La fatalidad había ocurrido sin reversión posible. El picaflor se había
enamorado de la más preciosa de todas las flores existentes en el mundo más
hermoso de todos los mundos hablantes que existen.
El picaflor encegueció su vista con el amor y el descubrimiento de la
fidelidad encegueció su estómago con lo dulce de la felicidad. Las visitas por
día a la flor amada eran sin número y pronto la pobre requerida agotó todo su
nutritivo néctar. El pequeño alado comenzó a tener hambre.
Las necesidades físicas se aplacan fácilmente con firme voluntad, y
optó por quedar en compañía de su enamorada de forma permanente. El picaflor
más enamorado que ningún otro picaflor en la Historia, distraía a su amada con
largas charlas. Su vuelo ya no era ascendente ni admirado. Su posición era
necesariamente la más quieta; cuanto más estático permanecía él, más podía
contemplar la perfección de tan bella flor. Tal esfuerzo desgastaba sus plumas
y agotaba su corazón.
El tiempo, a su tiempo, envejecía a la flor, que perdía su firmeza y
opacaba su voz hermosa.
–Yo moriré pronto.
–No digas mentiras. Eso no puede ocurrir.

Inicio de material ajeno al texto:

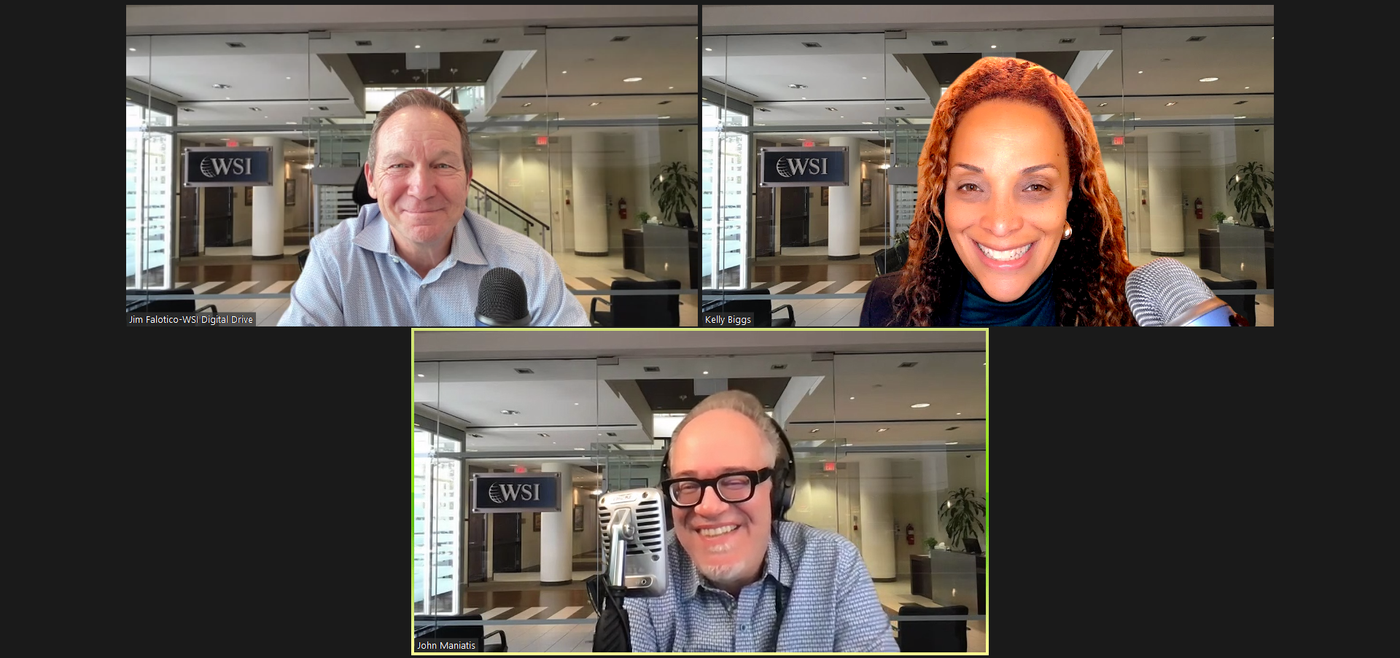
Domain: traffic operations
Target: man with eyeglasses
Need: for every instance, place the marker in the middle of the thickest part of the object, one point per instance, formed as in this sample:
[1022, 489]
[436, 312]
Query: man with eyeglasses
[745, 580]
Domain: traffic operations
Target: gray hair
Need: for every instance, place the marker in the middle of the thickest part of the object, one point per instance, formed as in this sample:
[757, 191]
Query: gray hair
[752, 409]
[422, 98]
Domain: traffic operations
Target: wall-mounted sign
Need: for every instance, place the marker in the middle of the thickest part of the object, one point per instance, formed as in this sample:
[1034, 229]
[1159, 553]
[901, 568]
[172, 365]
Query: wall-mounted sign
[223, 167]
[514, 493]
[798, 167]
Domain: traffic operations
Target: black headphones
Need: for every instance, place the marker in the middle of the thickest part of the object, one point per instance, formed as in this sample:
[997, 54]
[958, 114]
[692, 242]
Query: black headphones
[784, 479]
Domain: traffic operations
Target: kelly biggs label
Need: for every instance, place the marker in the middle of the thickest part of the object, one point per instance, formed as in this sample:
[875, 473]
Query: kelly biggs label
[727, 319]
[192, 319]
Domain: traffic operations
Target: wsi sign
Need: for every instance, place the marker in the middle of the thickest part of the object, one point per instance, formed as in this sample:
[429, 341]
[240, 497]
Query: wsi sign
[791, 167]
[514, 493]
[219, 167]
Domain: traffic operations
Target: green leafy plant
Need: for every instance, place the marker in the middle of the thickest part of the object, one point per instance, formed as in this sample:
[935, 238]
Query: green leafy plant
[675, 191]
[961, 513]
[1250, 185]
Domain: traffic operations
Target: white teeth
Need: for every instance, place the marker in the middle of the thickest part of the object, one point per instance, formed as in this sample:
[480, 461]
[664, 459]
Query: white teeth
[1005, 255]
[713, 532]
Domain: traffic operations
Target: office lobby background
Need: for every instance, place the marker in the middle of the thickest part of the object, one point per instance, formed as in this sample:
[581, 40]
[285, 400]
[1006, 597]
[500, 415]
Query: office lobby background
[573, 112]
[1182, 97]
[884, 426]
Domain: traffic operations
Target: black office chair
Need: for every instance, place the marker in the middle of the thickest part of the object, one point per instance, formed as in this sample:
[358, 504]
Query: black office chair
[1242, 304]
[934, 634]
[730, 301]
[651, 311]
[458, 632]
[153, 304]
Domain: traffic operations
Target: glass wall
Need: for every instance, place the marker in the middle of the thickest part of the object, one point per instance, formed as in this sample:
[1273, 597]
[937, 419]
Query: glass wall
[884, 437]
[583, 139]
[816, 248]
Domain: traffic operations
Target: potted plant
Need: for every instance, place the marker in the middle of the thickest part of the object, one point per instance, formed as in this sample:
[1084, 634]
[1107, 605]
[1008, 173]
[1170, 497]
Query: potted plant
[1250, 186]
[675, 191]
[961, 513]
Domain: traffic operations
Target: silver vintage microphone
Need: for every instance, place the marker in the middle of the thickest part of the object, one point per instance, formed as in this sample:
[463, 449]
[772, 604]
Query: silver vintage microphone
[634, 541]
[1166, 293]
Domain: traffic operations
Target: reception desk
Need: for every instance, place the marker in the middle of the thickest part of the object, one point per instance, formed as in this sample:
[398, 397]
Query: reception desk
[949, 578]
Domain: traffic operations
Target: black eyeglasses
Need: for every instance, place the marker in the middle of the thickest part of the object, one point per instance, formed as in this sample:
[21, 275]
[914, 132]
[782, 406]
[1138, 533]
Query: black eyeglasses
[732, 487]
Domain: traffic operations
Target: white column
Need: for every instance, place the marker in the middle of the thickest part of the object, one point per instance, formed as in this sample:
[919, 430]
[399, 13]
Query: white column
[1164, 193]
[877, 517]
[843, 223]
[556, 531]
[269, 206]
[590, 196]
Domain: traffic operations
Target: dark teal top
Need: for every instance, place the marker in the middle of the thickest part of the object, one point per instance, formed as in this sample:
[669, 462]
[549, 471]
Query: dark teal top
[1033, 308]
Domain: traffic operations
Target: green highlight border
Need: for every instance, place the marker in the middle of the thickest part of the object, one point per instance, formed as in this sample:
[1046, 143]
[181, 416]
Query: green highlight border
[706, 329]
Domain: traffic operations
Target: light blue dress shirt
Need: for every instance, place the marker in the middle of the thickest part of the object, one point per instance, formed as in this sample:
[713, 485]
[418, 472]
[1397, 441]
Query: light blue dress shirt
[356, 277]
[830, 602]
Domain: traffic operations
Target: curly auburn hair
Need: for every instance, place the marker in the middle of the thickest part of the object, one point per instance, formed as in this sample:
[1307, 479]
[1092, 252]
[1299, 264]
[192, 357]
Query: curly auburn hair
[1089, 269]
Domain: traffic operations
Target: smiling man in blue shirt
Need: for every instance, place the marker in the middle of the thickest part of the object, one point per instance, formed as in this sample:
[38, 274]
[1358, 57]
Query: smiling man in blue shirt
[734, 584]
[416, 256]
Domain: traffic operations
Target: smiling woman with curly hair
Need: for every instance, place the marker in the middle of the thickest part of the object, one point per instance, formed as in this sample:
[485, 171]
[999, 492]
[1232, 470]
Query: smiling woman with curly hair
[1012, 192]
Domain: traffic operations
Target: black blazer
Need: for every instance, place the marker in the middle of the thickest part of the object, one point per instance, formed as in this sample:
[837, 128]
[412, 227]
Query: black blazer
[879, 311]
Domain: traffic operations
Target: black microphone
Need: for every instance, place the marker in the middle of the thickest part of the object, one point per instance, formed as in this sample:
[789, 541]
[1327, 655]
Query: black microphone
[501, 301]
[1166, 293]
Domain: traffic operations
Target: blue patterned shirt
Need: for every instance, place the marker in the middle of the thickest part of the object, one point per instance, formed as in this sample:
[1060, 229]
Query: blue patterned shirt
[829, 602]
[354, 276]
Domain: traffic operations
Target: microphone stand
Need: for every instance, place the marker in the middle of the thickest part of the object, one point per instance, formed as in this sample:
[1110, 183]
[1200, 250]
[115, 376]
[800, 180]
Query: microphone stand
[612, 632]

–El amor nos daña, ¿no te das cuenta? Mis pétalos se encuentran débiles
como tus alas.
–Eso no es cierto.
–Muchas gracias.
El ave, tan enflaquecida como persistente, acababa ya con sus pocos
ánimos. De sus ciento cincuenta plumas le quedaban solamente unas veinticinco
ya débiles y algo apiojadas. Su panza era llenada con palabras de amor
extenuado y su corazón era sostenido por la vieja corola de aquella flor
marchita.
Un día, la flor cayó de muerte para volverse tierra y el picaflor se
encontró solo en el mundo. En su abandono eterno pensó que la flor amada
volvería volando de abajo hacia arriba, tal como él hacía antes. Pero estaba
equivocado, las flores hablantes no volaban y ella permanecería en su ausencia.
Triste sin palabras, el picaflor decidió guardar su fidelidad en silencio.

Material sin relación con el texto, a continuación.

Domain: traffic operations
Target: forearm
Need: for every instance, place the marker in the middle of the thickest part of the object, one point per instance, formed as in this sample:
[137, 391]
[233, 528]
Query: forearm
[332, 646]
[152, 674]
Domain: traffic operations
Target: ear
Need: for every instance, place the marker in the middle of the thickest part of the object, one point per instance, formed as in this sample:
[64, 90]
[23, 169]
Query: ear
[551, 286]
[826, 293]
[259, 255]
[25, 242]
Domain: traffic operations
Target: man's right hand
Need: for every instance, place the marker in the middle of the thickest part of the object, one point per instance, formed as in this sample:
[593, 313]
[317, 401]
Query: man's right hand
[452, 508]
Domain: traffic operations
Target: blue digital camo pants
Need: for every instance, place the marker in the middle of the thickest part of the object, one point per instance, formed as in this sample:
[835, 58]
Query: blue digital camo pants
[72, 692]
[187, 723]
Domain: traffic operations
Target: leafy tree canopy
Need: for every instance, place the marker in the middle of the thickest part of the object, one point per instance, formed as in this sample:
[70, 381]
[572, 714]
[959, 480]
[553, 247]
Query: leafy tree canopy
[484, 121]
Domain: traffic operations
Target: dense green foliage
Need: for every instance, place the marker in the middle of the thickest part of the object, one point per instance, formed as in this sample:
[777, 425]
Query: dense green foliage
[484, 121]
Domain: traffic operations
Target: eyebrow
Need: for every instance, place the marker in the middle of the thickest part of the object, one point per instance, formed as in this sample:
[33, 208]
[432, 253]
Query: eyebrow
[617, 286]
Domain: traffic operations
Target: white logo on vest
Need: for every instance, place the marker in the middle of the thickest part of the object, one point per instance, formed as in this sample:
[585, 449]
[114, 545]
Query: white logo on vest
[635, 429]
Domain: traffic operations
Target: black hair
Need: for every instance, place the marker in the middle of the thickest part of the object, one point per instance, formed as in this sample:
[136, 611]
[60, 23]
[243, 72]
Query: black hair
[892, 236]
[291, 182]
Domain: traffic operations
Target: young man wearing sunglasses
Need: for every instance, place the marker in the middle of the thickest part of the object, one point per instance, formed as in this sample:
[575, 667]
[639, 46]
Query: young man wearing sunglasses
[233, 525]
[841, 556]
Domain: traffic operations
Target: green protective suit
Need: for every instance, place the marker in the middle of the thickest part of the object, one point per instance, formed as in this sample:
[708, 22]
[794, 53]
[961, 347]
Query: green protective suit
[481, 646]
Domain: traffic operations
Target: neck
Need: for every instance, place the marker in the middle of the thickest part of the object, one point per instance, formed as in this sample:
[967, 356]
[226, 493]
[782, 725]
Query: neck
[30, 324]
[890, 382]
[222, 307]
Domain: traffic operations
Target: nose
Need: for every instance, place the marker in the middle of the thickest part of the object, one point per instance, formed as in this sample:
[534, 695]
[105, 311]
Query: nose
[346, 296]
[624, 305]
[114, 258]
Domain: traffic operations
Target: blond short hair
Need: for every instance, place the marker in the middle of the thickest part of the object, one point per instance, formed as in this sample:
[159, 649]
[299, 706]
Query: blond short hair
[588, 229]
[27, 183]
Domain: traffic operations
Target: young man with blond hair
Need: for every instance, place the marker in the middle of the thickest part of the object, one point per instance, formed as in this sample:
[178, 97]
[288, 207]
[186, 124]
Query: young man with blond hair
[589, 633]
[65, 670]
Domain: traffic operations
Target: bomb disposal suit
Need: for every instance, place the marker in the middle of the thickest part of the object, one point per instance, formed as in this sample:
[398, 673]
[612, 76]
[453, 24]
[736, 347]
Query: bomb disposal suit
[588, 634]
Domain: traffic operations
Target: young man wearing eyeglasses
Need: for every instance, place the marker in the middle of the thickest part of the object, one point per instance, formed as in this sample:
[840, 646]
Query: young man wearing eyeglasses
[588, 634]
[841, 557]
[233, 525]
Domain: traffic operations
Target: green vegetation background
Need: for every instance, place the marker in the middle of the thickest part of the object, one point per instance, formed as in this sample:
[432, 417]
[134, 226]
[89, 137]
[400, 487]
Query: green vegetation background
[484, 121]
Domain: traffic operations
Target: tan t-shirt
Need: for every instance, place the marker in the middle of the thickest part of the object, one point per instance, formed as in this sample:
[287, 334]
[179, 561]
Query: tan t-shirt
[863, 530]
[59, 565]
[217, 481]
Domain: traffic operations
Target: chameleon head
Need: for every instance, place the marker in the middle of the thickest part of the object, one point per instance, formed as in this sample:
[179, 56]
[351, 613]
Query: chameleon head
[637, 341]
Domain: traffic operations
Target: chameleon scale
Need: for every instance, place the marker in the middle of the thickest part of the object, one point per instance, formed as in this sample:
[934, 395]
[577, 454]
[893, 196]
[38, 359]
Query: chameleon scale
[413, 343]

Había conocido el amor unívoco y por eso mismo tan incomparable. Estaba enfermo
y alejado de todos.
Tomó algunas fuerzas del aire limpio y buscó entre la planta de flores
hablantes a alguna flor de la cual pudiera él alimentarse y estar enamorado. Se
vio frustrado y confundido, ninguna era igual a Ella. Los síntomas progresaban
y en su desesperación visitaba a otras flores luminosas, rosas ordinarias,
claveles voladores y alguna que otra azucena. El desconsuelo descomponía su
corazón y sus huesos pequeños se despedían de su carne.
La muerte pudo con él. Su vuelo exánime cruzó el aire y dirigió su
cuerpo desplumado hacia el suelo. Y por primera vez se lo pudo ver volando de
arriba hacia abajo. Era de no creer, algunos pájaros conocían su dolencia y
eran compasivos. Otros, influenciados por las malas lenguas, afirmaban que sólo
caía.
• Vanina (por Martín Estévez)
Escribo en directo, la noche del 12 julio de 2009, que ya se acerca a
13. Sin cronologías, ni correcciones, ni poesía. Escribo triste y desgarrado, y
solo. Solo, porque tu día empieza cuando vos abrís los ojos y termina cuando
vos los cerrás. Solo, porque sigo soñando con que esa condena termine alguna
vez. Solo, porque me acaban de matar de nuevo, y a mis esperanzas, y a lo que
fui.
Escribo acá porque no somos nada, porque me voy a morir, porque nada va
a quedar. Escribo porque es exactamente igual si lo escribo o no. Lo escribo
porque me duele. Empiezo a descreer de todo, de todo en lo que creí. No
solamente me siento solo: quizás lo estoy.
Escribo porque no entiendo nada. Quiero que me abracen. Alguien.
Alguien que no me vaya a dejar tan pronto. Escribo porque temo ir a dormir, y
soñar. Porque los sueños me duelen cada vez más. Escribo cansado, frustrado,
escribo llorando con vergüenza por mis lágrimas inútiles y desiertas, lágrimas
que nadie va a venir a visitar.
Escribo con la pobrísima e infundada ilusión de leer estas mismas
líneas, algún día, y sonreír. Escribo para recordarle a mi futuro que lo poco o
mucho que haya logrado me costó dolor. Muchísimo: todo el que siento ahora, en
los pulmones, en la cintura, en la garganta, en la mirada. Escribo para sostener,
aun en estas manos temblorosas y cansadas de secar lágrimas, la esperanza de
que ese día llegue. La esperanza de que alguien me abrace y no se vaya. Escribo
para, alguna puta vez en la vida, no sentirme tan solo.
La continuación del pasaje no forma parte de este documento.